DUE TO SPAM, SIGN-UP IS DISABLED. Goto Selfserve wiki signup and request an account.
Status
Current state: Accepted
Discussion thread: https://lists.apache.org/thread/zg5jbs4ogqgv7d9qwzvb5rp5vd5y2soc
Vote thread: https://lists.apache.org/thread/s3xo06ow8xz1vsg71lwkjn04qbklny3w
JIRA: KAFKA-17057 - Getting issue details... STATUS
Released:
Motivation
With KAFKA-16508 we changed the Kafka Streams behavior to call the ProductionExceptionHandler for a single special case of retriable TimeoutException thrown for a potentially (we don't know yet, as metadata propagation is async) missing output topic, to break an infinite retry loop.
However, this seems not to be very flexible, as users might want to keep retrying, too.
Public Interfaces
Add a new return option RETRY to the existing ProductionExceptionHandlerResponse :
public interface ProductionExceptionHandler extends Configurable {
enum ProductionExceptionHandlerResponse {
// existing options
/* continue processing */
CONTINUE(0, "CONTINUE"),
/* fail processing */
FAIL(1, "FAIL"),
// newly added option
/* retry the operation -- might imply throwing a TaskCorruptedException and retrying from the last committed offset;
only valid to return this option if the passed in exception is a RetriableException;
if returned for a non-retriable exception, it will be interpreted as FAIL */
RETRY(2, "RETRY");
}
Proposed Changes
We propose to add a new option ProductionExceptionHandlerResponse.RETRY that a production exception handler can return for RetriableException. If this option is returned for a non-retriable exception, it will be interpreted as FAIL.
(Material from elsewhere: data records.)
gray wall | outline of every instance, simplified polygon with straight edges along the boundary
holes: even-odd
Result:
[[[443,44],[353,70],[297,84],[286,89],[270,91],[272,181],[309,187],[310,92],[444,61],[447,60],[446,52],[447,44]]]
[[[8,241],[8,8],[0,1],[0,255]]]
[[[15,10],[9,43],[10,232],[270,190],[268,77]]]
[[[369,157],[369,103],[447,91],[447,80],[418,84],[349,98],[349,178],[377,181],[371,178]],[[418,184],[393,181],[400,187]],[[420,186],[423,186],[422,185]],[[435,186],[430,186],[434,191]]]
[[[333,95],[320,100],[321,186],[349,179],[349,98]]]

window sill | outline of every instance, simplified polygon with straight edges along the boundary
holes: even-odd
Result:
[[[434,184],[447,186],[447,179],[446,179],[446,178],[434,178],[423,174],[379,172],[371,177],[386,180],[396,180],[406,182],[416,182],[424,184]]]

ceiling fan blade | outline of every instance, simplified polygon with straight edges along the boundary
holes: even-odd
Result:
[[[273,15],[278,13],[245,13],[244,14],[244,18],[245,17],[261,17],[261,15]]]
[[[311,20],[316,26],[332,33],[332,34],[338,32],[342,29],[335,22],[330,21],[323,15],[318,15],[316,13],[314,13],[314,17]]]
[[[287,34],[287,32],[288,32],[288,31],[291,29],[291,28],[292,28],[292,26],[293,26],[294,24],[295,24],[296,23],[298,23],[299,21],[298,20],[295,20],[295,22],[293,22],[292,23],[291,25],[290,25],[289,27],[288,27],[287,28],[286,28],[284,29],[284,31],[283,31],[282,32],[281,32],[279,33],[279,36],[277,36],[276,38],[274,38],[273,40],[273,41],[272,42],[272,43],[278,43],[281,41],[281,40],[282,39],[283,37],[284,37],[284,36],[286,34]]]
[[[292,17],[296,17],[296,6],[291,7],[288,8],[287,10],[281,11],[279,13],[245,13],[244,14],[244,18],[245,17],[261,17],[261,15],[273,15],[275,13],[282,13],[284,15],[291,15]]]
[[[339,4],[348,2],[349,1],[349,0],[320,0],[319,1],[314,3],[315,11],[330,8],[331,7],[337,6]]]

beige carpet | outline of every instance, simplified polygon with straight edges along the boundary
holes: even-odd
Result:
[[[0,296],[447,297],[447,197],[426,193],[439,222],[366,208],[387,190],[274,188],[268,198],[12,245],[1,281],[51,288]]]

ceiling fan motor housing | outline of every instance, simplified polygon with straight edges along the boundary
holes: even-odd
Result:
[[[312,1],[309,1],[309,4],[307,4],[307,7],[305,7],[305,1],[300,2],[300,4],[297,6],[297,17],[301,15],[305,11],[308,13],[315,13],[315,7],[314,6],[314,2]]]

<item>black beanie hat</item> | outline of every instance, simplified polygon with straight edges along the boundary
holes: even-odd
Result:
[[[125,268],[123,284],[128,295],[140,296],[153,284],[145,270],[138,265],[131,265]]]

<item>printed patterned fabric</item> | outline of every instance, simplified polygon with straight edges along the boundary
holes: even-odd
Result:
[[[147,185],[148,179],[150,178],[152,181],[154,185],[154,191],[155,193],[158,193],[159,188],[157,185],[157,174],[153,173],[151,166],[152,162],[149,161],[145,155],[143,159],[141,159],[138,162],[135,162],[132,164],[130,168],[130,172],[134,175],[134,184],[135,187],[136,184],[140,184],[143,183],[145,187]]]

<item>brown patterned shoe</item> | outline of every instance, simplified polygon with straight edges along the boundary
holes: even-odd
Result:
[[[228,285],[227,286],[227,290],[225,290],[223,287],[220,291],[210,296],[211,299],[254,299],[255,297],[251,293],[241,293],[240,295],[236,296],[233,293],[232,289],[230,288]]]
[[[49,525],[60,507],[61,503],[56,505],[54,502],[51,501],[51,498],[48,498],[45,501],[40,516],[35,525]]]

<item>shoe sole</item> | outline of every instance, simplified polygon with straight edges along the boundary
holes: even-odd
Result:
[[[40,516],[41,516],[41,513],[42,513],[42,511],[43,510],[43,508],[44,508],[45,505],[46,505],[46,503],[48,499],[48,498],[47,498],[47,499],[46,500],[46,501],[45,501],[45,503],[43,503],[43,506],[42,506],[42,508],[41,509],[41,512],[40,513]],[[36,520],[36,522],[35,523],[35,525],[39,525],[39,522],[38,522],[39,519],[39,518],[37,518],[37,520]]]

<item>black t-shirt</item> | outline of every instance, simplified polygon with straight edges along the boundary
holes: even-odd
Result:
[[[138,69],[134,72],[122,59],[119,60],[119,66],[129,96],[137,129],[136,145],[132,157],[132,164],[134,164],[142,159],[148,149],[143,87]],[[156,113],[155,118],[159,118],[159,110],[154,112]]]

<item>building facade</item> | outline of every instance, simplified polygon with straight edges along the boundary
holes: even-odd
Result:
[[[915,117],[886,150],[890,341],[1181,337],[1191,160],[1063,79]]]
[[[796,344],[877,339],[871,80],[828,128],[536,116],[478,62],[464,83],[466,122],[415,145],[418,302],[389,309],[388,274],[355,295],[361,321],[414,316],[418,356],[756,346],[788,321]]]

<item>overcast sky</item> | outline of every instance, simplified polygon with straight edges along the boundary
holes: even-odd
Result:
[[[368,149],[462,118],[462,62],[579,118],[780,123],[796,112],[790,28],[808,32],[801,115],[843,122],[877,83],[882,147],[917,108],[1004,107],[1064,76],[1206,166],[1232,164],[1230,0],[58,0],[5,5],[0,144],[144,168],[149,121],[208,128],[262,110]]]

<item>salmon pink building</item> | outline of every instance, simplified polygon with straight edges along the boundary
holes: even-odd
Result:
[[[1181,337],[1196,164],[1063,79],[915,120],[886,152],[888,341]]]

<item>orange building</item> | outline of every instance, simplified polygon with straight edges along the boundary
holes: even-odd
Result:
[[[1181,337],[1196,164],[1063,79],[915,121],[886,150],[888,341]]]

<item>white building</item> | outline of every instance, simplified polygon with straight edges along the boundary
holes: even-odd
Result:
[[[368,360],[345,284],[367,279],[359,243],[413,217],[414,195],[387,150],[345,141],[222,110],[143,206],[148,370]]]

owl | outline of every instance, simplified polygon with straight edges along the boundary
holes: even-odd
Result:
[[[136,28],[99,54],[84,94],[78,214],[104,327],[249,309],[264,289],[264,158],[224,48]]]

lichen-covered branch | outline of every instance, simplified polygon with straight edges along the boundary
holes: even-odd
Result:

We further propose to update the logic of the existing (and default) DefaultProductionHandler to check for retriable exceptions and return RETRY instead of FAIL. While we consider the change of
KAFKA-16508
-
Getting issue details...
STATUS
as bug-fix, updating the exiting handler preserves backward compatibility, and seems to provide a better default behavior.
Compatibility, Deprecation, and Migration Plan
We only add a new return option, and thus no backward compatibility concerns arise.
Test Plan
Regular unit and integration testing is sufficient.
Documentation Plan
Update relevant JavaDocs and the web page docs.
Rejected Alternatives
We propose to interpret RETRY as FAIL for non-retriable exception. An alternative would be, to add a new method to ProductionExceptionHandler that we call for retriable errors only, and add a RetriableResponse enum and offer the new RETRY option only on the new enum (and the newly added method of ProductionExcetiponHandler returns the new response enum). While this option might express semantics a little bit stricter, it seems overkill to expand the API surface area, and the proposed interpretation of RETRY as FAIL seems sounds.